What is structured data?

Here’s how Google defines structured data:
‘Structured data is a standardized format for providing information about a page and classifying the page content.’

So, basically, the term structured data refers to information or code that has been formatted in a specific way so that search engines can understand it.

You can see structured data whenever you do a search in Google. For example, when searching for a recipe for a lemon meringue pie you can see that some of the results show more information than others. Some of them have ratings attached to them, photos attached to them, preparation time attached to them and calories attached to them, while others don’t. This is the result of structured data that has been added to those sites.

structured-data-lemon-meringue-serp

How Do Search Engines Use Structured Data?

Search engines such as Google, Bing and Yahoo use structured data to:
• More accurately index your site
• Refine search results
• Filter with greater accuracy
• Enhance the way that results are displayed

The Benefits of Structured Data

The primary benefits of structured data include an increased likelihood of your page receiving search result enhancements, such as:

1. Rich search results, where the search engine provides more information about your actual page as opposed to just displaying the site title, URL and meta description.

rich-search-results

2. Knowledge graph card, where the search engine displays a small box on the right that is full of information. This information is based on relevant facts, images and related searches.

knowledge-graph-card

3. Breadcrumbs, where the search engine displays the breadcrumb trail to the specific page that has shown up in the SERPS.

breadcrumbs

These features can improve your click through rate simply because they are more visually appealing and provide additional information to searchers. The use of structured data mark-up on its own is not a direct ranking signal, however it can help search engines better understand what your content is about and therefore contribute to a stronger relevancy signal.

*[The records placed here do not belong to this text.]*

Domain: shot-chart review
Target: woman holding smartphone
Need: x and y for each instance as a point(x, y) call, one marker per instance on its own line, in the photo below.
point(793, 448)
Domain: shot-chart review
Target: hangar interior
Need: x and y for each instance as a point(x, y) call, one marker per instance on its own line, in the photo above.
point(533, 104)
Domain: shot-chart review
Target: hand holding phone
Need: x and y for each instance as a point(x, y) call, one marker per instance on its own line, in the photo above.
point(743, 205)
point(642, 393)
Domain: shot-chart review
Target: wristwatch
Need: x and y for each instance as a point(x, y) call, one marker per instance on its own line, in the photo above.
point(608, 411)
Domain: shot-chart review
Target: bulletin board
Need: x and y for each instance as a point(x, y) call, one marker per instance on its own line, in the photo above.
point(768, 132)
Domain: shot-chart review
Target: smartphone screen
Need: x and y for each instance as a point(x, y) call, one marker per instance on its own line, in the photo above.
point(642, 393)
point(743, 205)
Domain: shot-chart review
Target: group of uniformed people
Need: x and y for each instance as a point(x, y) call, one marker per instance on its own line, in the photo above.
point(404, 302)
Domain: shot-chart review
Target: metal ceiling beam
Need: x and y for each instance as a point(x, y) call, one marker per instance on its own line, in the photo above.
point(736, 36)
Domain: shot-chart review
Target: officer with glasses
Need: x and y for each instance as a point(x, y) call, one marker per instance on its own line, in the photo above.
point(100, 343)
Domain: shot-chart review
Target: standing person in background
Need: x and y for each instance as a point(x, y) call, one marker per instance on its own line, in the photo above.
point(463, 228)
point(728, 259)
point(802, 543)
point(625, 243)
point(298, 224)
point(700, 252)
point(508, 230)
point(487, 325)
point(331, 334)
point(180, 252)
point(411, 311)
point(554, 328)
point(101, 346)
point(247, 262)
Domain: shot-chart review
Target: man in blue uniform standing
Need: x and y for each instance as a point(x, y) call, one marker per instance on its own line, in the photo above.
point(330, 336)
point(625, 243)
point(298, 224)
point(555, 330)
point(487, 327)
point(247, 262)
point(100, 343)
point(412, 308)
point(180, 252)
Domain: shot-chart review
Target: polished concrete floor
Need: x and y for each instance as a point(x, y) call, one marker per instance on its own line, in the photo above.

General Tips for Structured Data

Below are some general tips to follow when implementing structured data on your site.
1) Most search structured data uses schema.org vocabulary, but don’t rely on it. For Google rely on the documentation on developers.google.com rather than the schema.org documentation.
2) Don’t create blank or empty pages just to hold structured data.
3) Don’t add structured data about information that is not visible to the user.
4) Don’t use structured data everywhere in your mark-up. It’s best suited for highlighting specific pieces of information such as the subject of the page or an important piece of content that needs to be indexed accurately.
5) Include all the required properties for an object so it is eligible for appearance in Google Search with enhanced display.
6) Test your structured data using the Structured Data Testing tool during development.
7) Check the Search Console Structured Data report to monitor the health of your pages.

For more information on what to do and what not to do when implementing structured data on your website, check out Google’s structured data general guidelines.

Conclusion

Structured data is not often included within SEO strategies as it does not directly influence ranking. However, by taking advantage of structured data you can create sites that are more meaningful, that have greater relevance to search engines and that are more likely to have a higher click through rate.